Yes Europe has evolved in certain areas, but still stuck in muds of Europe `s dark ages in others, like the race and religion issues, though they have been to places and seen people ,but it gives the creeps to see those people in their homeland, they only want to have uniform societies, different colors,cultures,mentalities,religions are equations too sophisticated for the European brain to process,if they don't like, don't understand,hate, don't feel comfortable with a thing or things, so other should not have the right or choice to do it, and must feel the same about it ,and, if they don't like it that way they should leave and go to Saudi Arabia, Saudis (right or wrong) make less than 1% of all Muslims, somewhat like the Vatican,we can not say that all Christians should leave to the Vatican you can not boil down all Muslims to Saudi Arabia that is so childish.

The ban is stupid, because it ended, call it a debate or dialogue that might have been very fruitful on Burqa, by a Papal decree (law)which decided that Christianity wins,by the way carnivals are the occasions of choice for terrorists as it maximizes casualties must be a huge (security concern)

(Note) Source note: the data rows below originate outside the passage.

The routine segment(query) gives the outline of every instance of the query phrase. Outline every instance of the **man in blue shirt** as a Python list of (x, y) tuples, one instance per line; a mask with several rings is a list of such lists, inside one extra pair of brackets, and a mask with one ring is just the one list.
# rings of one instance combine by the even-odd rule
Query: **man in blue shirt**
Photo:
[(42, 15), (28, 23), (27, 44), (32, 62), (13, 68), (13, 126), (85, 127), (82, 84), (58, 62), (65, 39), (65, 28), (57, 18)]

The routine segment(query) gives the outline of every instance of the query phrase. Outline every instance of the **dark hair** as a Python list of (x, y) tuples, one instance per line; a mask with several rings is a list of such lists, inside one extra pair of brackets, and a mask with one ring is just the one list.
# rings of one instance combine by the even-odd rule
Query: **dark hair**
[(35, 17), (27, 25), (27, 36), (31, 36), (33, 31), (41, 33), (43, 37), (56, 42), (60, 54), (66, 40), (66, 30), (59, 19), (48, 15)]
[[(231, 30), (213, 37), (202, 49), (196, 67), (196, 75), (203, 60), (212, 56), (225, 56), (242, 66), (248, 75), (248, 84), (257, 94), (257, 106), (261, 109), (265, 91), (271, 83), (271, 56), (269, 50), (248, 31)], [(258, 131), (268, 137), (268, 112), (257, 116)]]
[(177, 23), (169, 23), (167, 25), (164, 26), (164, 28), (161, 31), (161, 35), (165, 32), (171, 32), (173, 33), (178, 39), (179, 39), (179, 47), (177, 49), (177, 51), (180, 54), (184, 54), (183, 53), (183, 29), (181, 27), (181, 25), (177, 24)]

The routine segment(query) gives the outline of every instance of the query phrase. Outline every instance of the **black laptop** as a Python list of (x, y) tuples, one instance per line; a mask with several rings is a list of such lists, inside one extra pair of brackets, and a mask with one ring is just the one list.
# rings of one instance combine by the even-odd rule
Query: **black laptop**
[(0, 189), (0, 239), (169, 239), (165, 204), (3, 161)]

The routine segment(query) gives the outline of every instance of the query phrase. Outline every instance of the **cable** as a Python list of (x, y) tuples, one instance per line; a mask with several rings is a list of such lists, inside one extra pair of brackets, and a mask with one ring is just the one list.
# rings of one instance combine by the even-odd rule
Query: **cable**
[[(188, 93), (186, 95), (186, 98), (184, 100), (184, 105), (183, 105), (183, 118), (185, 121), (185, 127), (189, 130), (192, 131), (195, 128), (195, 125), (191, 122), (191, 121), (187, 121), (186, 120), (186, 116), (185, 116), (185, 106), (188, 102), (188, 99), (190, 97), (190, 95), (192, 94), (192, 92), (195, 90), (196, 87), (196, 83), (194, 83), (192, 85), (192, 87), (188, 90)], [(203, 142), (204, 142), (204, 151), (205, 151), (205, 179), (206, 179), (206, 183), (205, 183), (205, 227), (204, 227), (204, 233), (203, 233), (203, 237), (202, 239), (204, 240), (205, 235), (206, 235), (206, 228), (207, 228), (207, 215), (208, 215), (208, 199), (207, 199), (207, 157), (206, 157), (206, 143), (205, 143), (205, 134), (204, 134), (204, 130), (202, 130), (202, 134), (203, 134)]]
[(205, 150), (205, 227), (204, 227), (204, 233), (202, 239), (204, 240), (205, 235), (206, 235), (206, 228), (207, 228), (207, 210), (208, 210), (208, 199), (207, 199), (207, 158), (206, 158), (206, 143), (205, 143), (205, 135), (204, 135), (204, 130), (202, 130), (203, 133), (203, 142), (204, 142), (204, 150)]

I think neither muslims nor non Muslims should have any restrict say on what is required or not required by Islam, Islam is very flexible, that is if you ask three scholars about a certain issue, it is very likely that you will get three different opinions with non of them assuring you to be the final word on it. You have either to follow one of them,or make a crazy dish for yourself of them all with sticking to the BASIC INGREDIENTS, but you can not tell people that only your way will take them to Rome.